[Python-Dev] segfault (double free?) when '''-string crosses line

Mon Apr 10 04:44:29 CEST 2006

[Guido]
> On Linux, In HEAD 2.5, but only with the non-debug version, I get a
> segfault when I do this:
>
> >>> '''
> ... '''
>
> It seems to occur for any triple-quoted string crossing a line
> boundary. A bit of the stack trace:
>
> #0  0x40030087 in pthread_mutex_lock () from /lib/i686/libpthread.so.0
> #1  0x4207ad18 in free () from /lib/i686/libc.so.6
> #2  0x08057990 in tok_nextc (tok=0x81c71d8) at ../Parser/tokenizer.c:809
> #3  0x0805872d in tok_get (tok=0x81c71d8, p_start=0xbffff338, p_end=0xbffff33c)
>     at ../Parser/tokenizer.c:1411
> #4  0x08059042 in PyTokenizer_Get (tok=0x81c71d8, p_start=0xbffff338,
>     p_end=0xbffff33c) at ../Parser/tokenizer.c:1514
> #5  0x080568a7 in parsetok (tok=0x81c71d8, g=0x814a000, start=256,
>     err_ret=0xbffff3a0, flags=0) at ../Parser/parsetok.c:135
>
>
> Does this ring a bell?
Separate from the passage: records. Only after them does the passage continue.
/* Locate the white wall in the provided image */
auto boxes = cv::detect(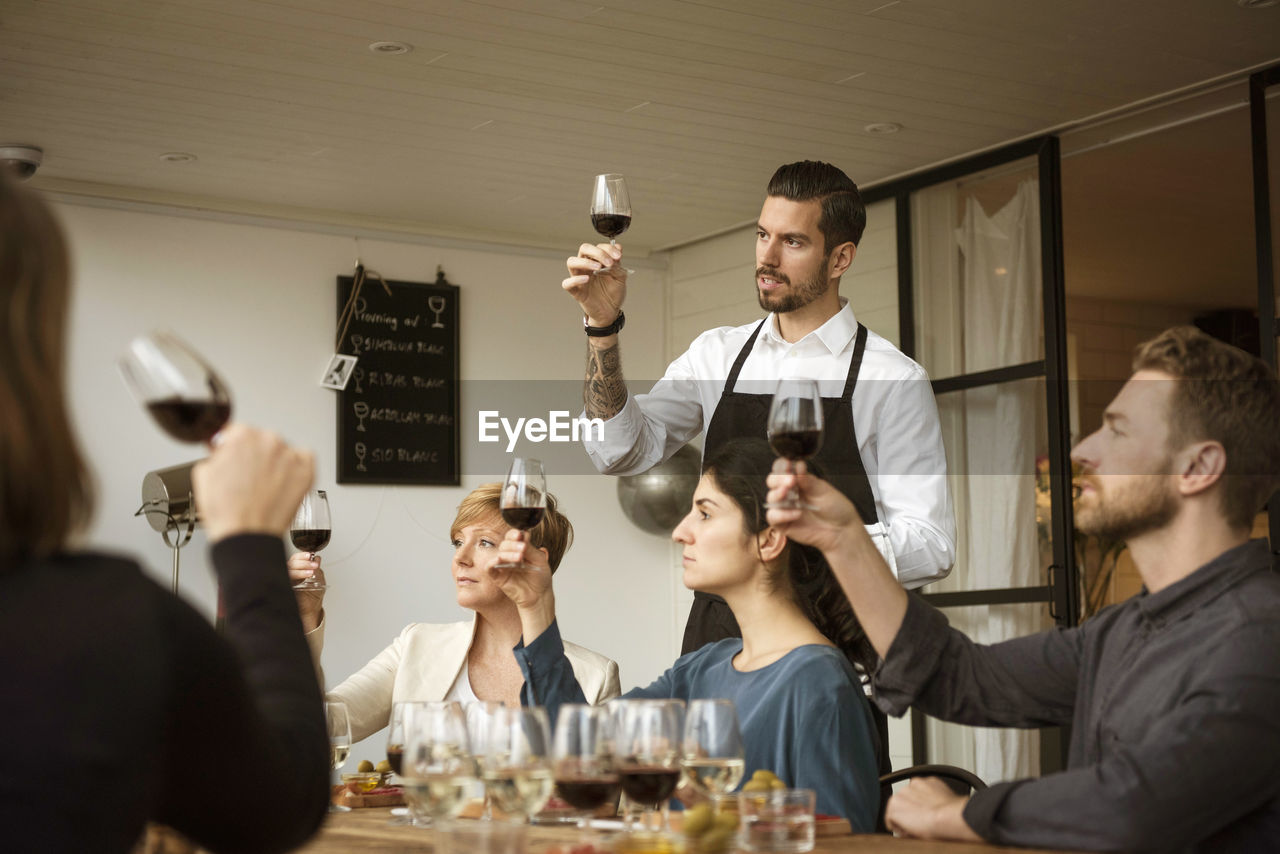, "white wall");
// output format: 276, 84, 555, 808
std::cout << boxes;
58, 204, 685, 759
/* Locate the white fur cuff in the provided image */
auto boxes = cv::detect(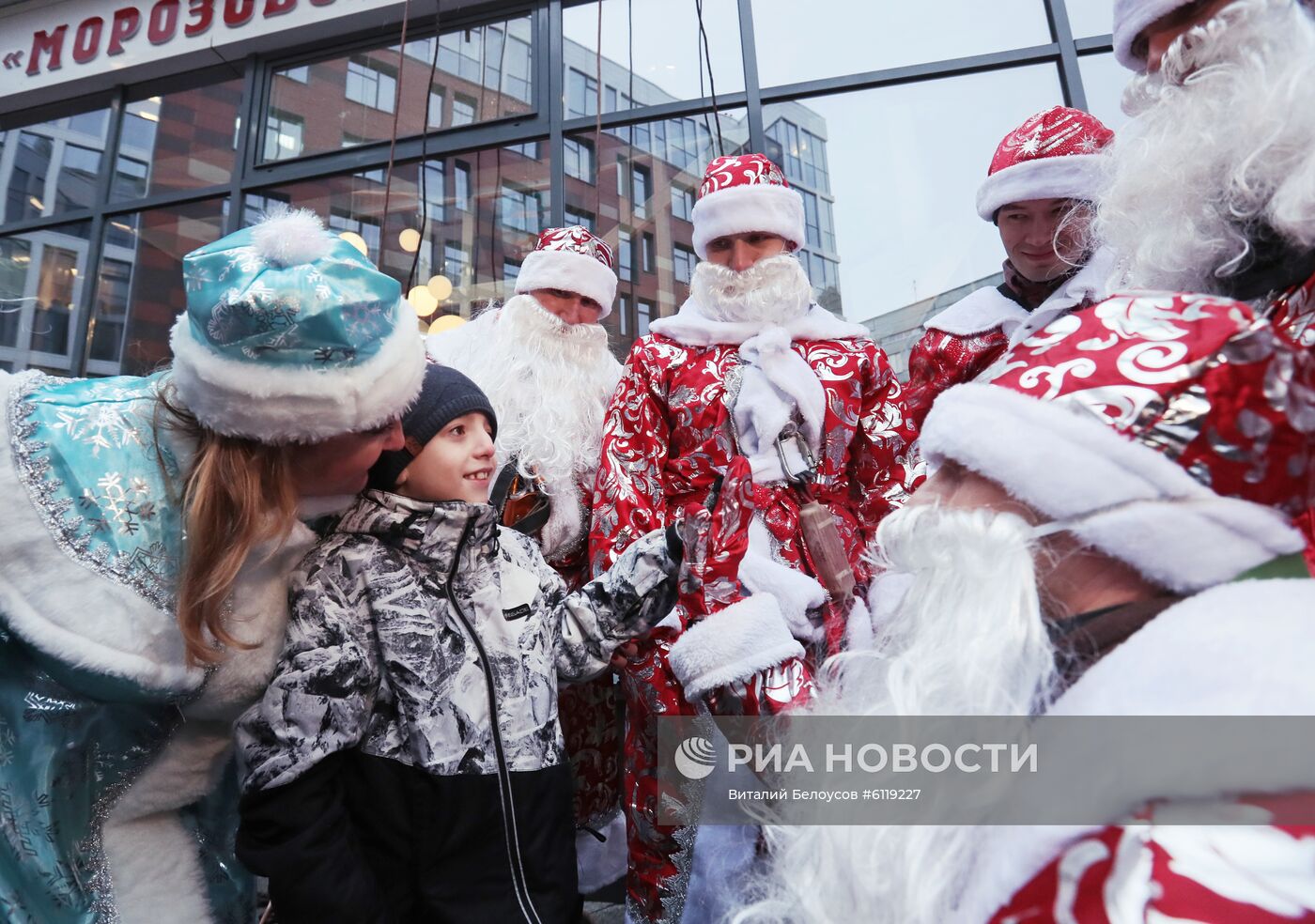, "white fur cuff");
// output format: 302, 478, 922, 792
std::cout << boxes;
977, 154, 1101, 221
920, 382, 1305, 593
670, 594, 803, 701
516, 250, 617, 321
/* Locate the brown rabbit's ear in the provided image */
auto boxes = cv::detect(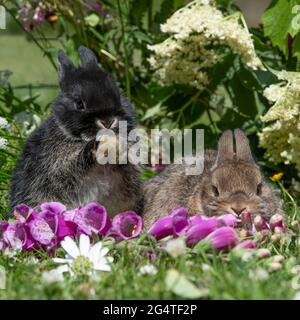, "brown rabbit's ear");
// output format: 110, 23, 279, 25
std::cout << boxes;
234, 129, 255, 163
212, 130, 234, 169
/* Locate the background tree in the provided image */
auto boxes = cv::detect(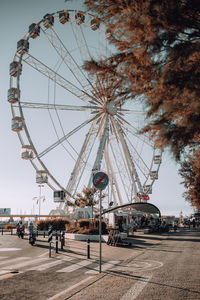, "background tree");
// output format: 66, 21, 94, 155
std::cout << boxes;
180, 149, 200, 210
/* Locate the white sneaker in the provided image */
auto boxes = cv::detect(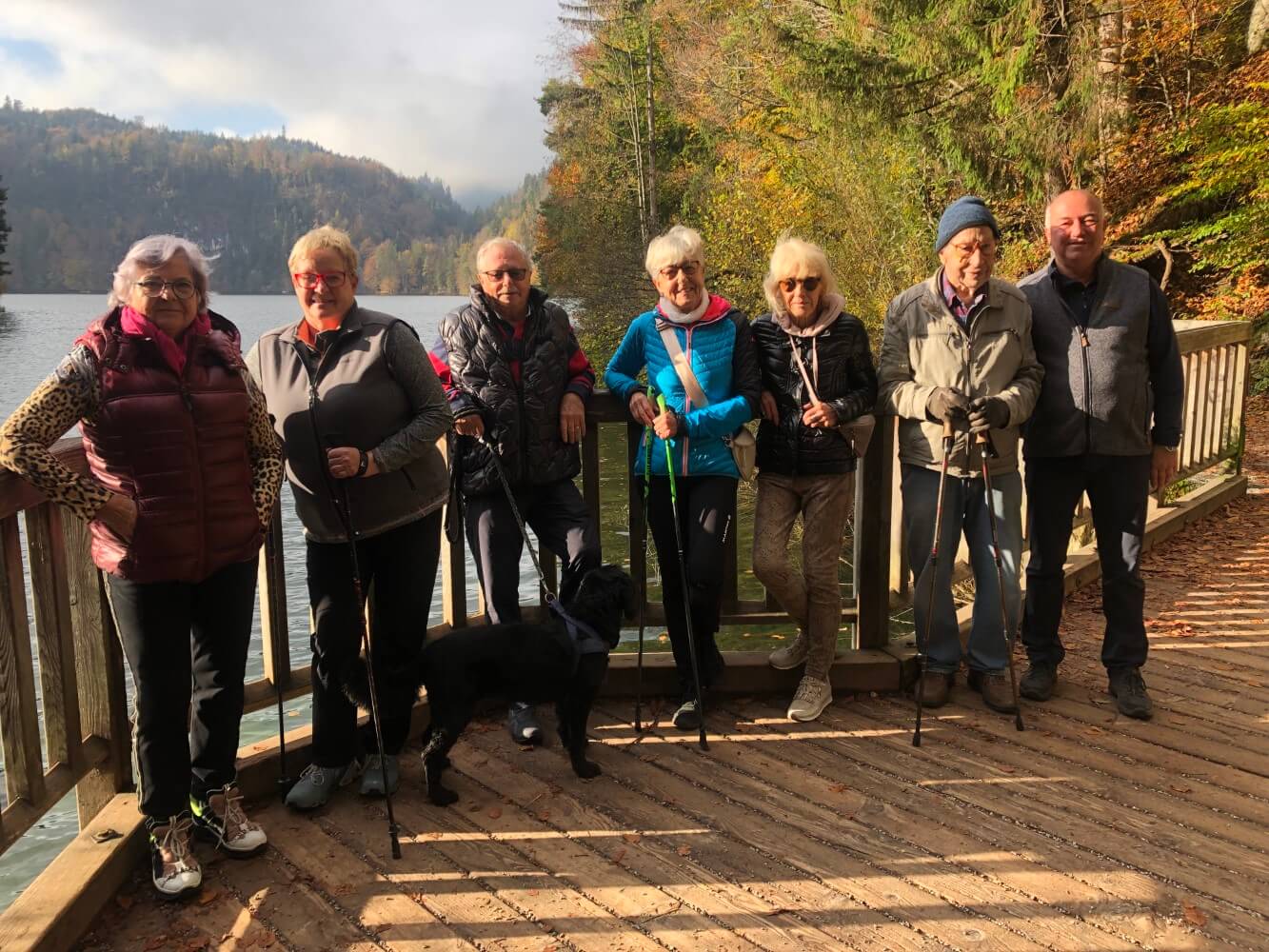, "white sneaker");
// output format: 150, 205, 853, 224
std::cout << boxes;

Is there already an SF bug open perhaps?
>
> On OSX, I get an interesting error:
>
> python2.5(12998) malloc: ***  Deallocation of a pointer not malloced:
> 0x36b460; This could be a double free(), or free() called with the
> middle of an allocated block; Try setting environment variable
> MallocHelp to see tools to help debug

It rings a bell here only in that the front end had lots of
allocate-versus-free mismatches between the PyObject_ and PyMem_
raw-memory APIs, and this kind of failure smells a lot like that.

For example, the ../Parser/tokenizer.c:809 in the traceback is

				PyMem_FREE(new);

and _one_ way to set `new` is from the earlier well-hidden

			else if (tok_stdin_decode(tok, &new) != 0)
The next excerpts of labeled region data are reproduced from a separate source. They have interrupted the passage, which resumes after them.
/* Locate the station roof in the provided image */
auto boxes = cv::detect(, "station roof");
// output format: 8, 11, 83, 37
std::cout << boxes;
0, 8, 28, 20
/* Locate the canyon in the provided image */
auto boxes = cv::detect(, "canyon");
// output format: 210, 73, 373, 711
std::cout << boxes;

where tok_stdin_decode() can do

	PyMem_FREE(*inp);
	*inp = converted;

where `inp` is its local name for `new`, and `converted` comes from

	converted = new_string(PyString_AS_STRING(utf8),
			       PyString_GET_SIZE(utf8));

and new_string() starts with

	char* result = (char *)PyObject_MALLOC(len + 1);

So that's a mismatch, although I don't know whether it's the one
that's triggering.

When I repaired all the mismatches that caused tests to crash on my
box, I changed affected front-end string mucking to use PyObject_
uniformly (strings are usual small, the small-object allocator is
usually faster than the platform malloc, and half (exactly half :-) of
the crash-causing mismatched pairs were using PyObject_ anyway). 
Someone who understands their way through the sub-maze above is
encouraged to do the same for it.

BTW, your "but only with the non-debug version" is more evidence:  in
a debug build, PyMem_ and PyObject_ calls are all redirected to
Python's obmalloc, to take advantage of its debug-build padding
gimmicks.  It's only in a release build that PyMem_ resolves directly
to the platform malloc/realloc/free.